Son yıllarda dilimize pelesenk oldu Z Kuşağı… İşte şöyle şanslı, böyle zeki, umudumuz, yarınımız sıfatlarıyla…
Hiç kuşku yok Z kuşağı çocukları, hepimizden ileride ve hayata daha farklı bakıyor.
Zaten bunun tersi olursa, insanoğlunun çabası boşa gitmiş demektir.
Bu açıdan bakınca…
Geleneksellikten uzaklaşıp çok boyutlu düşünme ve hayatı ona göre planlama eğilimi ağır basıyor gençlerde…
Şanslı ya da şanssız olacaklarını daha sonraki kuşaklar öngörecek, yaşadıkça…

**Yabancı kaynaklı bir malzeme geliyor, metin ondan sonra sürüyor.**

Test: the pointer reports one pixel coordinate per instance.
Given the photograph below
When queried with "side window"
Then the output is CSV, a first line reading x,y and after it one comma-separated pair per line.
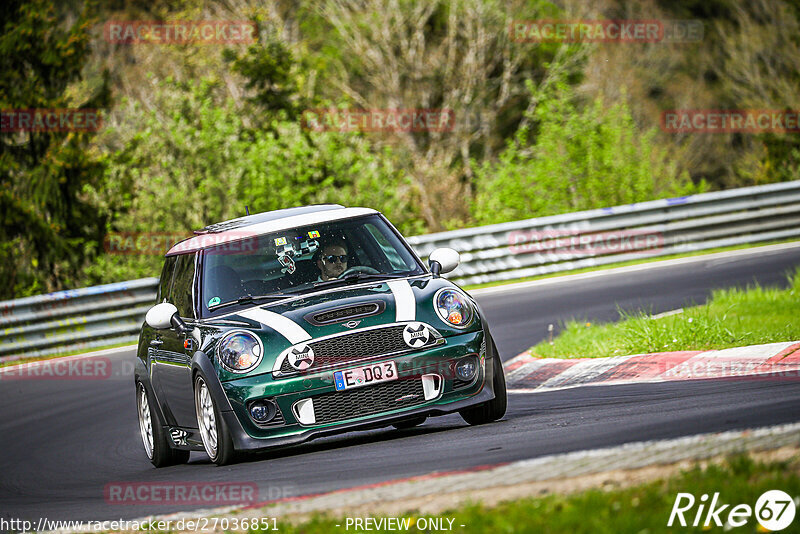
x,y
183,287
166,280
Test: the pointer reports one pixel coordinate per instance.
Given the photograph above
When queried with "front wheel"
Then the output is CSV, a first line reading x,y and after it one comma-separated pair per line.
x,y
496,408
216,439
154,438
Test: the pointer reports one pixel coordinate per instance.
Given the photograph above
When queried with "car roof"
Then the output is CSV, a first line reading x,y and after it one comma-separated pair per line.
x,y
265,223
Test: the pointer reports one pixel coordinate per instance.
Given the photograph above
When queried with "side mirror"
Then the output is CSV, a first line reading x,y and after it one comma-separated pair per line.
x,y
163,316
443,260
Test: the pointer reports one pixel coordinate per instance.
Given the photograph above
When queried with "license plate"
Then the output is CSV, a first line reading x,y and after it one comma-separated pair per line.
x,y
363,376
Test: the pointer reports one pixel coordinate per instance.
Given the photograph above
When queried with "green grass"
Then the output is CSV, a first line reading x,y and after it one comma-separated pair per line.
x,y
627,263
731,318
639,509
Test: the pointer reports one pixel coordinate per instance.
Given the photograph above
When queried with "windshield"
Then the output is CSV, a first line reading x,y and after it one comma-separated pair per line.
x,y
301,260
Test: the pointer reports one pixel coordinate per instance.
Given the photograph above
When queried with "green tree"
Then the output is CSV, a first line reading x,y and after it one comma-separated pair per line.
x,y
192,161
48,228
581,158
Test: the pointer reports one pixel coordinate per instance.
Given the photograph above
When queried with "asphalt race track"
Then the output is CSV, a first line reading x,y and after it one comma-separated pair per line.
x,y
63,441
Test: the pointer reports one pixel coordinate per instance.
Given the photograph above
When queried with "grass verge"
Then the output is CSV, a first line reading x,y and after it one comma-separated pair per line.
x,y
637,509
731,318
628,263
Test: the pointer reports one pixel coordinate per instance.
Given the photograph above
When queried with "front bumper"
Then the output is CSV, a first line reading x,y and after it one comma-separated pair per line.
x,y
439,360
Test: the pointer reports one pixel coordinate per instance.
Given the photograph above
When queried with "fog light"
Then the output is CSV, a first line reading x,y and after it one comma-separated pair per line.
x,y
466,368
263,411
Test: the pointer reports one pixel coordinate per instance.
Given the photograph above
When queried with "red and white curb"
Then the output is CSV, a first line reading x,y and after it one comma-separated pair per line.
x,y
526,373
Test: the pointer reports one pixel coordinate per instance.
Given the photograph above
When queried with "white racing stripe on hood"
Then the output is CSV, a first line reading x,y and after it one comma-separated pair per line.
x,y
283,325
404,300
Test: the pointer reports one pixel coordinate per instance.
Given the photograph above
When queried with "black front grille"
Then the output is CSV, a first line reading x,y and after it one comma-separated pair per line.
x,y
347,312
355,346
459,383
369,400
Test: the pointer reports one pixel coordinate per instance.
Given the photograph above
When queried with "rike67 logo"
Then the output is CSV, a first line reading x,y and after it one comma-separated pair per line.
x,y
774,511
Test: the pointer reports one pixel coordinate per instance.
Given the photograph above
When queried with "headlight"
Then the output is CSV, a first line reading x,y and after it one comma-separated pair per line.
x,y
239,351
453,308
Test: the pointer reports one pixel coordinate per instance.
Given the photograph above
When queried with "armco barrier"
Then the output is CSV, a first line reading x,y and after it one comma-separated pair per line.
x,y
103,315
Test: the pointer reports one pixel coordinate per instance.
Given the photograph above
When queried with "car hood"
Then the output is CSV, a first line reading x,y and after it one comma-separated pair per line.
x,y
286,323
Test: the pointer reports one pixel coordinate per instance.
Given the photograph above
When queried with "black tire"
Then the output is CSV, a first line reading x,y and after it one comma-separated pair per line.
x,y
214,432
410,423
155,440
496,408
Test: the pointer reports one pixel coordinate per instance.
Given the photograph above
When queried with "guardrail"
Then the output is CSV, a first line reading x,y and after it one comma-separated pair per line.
x,y
103,315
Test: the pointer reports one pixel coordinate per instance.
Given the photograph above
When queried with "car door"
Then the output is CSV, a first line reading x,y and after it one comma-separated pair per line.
x,y
172,372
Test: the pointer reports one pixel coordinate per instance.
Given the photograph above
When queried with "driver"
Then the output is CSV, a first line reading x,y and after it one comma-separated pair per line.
x,y
332,260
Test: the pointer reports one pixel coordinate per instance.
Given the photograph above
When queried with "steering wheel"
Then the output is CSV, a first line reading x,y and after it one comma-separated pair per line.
x,y
359,269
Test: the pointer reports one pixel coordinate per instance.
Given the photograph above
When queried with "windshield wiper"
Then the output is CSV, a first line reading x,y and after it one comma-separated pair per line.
x,y
356,277
249,299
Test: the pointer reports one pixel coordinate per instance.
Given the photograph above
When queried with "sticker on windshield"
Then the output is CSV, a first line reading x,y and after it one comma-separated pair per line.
x,y
288,263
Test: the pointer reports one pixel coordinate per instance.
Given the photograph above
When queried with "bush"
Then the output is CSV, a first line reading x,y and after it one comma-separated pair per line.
x,y
580,159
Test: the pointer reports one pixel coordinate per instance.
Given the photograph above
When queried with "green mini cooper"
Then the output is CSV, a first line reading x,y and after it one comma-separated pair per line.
x,y
276,328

Savaşların kitlesel yok edici ve daha süpersonik yaşandığı süreç ortaya koyacak bu gerçeği…
***
Bu kuşaklar arası yolculukta ise bizim konumumuz, yani 1950-1970 yılları arasında doğanlar ise, sosyal medyada paylaşılan nostaljik figürlerden öte, başka bir dertli kuşak…

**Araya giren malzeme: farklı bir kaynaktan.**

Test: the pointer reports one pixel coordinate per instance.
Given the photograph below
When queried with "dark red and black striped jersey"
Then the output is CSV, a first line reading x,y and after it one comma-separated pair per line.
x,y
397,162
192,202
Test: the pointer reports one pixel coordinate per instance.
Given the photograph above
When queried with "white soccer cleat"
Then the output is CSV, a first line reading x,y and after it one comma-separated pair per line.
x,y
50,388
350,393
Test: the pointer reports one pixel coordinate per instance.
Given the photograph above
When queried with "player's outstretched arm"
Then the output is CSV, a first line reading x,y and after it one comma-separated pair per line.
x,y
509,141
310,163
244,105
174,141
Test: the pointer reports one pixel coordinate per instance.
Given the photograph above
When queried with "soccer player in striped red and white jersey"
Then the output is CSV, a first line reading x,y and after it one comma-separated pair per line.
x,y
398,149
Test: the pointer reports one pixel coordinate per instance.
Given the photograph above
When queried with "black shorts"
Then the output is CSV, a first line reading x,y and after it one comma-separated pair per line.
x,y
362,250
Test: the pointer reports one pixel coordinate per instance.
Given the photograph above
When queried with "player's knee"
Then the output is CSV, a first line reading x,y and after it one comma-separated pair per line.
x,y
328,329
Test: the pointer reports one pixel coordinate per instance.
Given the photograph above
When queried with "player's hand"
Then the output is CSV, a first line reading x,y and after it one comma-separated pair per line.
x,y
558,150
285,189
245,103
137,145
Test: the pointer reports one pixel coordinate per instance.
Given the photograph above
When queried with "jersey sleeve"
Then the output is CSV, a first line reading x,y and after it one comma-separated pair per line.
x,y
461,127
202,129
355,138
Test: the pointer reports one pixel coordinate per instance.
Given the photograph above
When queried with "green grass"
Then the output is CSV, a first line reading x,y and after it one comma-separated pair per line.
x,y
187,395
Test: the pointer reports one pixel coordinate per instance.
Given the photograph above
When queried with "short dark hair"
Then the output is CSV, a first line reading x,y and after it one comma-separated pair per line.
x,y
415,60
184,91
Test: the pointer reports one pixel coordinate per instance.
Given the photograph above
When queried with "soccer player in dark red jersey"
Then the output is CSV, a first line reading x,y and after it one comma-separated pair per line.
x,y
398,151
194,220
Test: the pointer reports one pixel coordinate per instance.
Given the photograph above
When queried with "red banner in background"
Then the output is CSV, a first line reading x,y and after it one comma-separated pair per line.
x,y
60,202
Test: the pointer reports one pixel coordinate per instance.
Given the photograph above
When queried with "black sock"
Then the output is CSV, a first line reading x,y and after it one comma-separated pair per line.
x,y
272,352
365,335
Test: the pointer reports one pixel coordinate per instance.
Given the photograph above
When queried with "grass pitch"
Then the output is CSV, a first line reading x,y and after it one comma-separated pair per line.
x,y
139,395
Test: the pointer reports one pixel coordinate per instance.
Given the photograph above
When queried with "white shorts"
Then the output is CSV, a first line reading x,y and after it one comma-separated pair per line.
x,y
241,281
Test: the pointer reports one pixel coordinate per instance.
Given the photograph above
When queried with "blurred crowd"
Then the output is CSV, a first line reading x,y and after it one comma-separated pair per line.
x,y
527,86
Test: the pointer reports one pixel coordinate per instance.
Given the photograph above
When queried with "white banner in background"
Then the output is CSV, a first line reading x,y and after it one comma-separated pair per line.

X Kuşağı deniyormuş bizlere…
Hem çok zeki ama hem de çok çileli…
Tam geçiş dönemi sancılarını yaşadı bizim kuşak, hem de derinlemesine… O zamanlar da, Aziz Nesin’in kitabında yer alan ve bizim kuşağa atfen yazdığı “Şimdiki Çocuklar Harika” öngörüsü, pratikte dikkat çeken ama uygulamada geleceğimizde derinlemesine izler bırakan gelişmelerle doludur.
Yani sosyal medyada sık sık dönüp duran gaz ocağı, lambalı radyo, siyah-beyaz televizyon ve tel dolap nostaljisinden çok daha yaralayıcı bir süreçti yaşadıklarımız…
***
Bir kere defalarca açlıkla, yoksullukla sınandı bu kuşak… Çocukluğumuz, bakkal, kasap, fırın kuyruklarında geçti…
Para vardı belki ama alacak mal yoktu.
Tezgah altında saklanan Sana yağından alabilmek için, tanıdıkları araya sokup dil döktük çocuk aklımızla…
1960 ihtilali yaşadık acı bir sonla biten… Bir Başbakan’ın, Adnan Menderes’in idam edildiğine tanıklık ettik gazete sayfalarından…
Zihinlerimize kazındı bu acı verici süreç…
Sonuçları çok ağır olan ve toplumu 10 yıl sürecek kardeş kavgasına sürükleyen 1971 ihtilal kalkışmasından tedirgin olduk…
O günlerin idol ismi, idealist devrimci Deniz Gezmiş’in arkadaşlarıyla idamlarına tanık olduk… Menderes’in intikamını alırcasına…
Politik olarak yaşanan çalkantılı geçen 10 yıl, hem toplum huzuru, hem ekonomik hem de sosyal açıdan çok büyük yaralar açtı.
Sokaklar kan gölüydü, binlerce yetişmiş genci, sağ-sol terörü yedi, bitirdi… Ülkenin geleceğini tüketti.
Düşünen, fikir üreten gençlik, kasten bitirildi.
***
1980 ihtilali ise acıların daha bitmediği, toplumun kutuplaşacağı ve insanların birbiriyle yabancılaşacağı bir süreci yaşattı bizlere…
1960’ta başlayan iki ihtilal ve iki ihtilal girişimi, zaten pamuk ipliğiyle bağlı olan kuşak çatışmalarını başlattı. “Benden, senden” sorgusu, toplumdaki güven ortamını zedeledi, kem gözler hakim oldu sokaklara…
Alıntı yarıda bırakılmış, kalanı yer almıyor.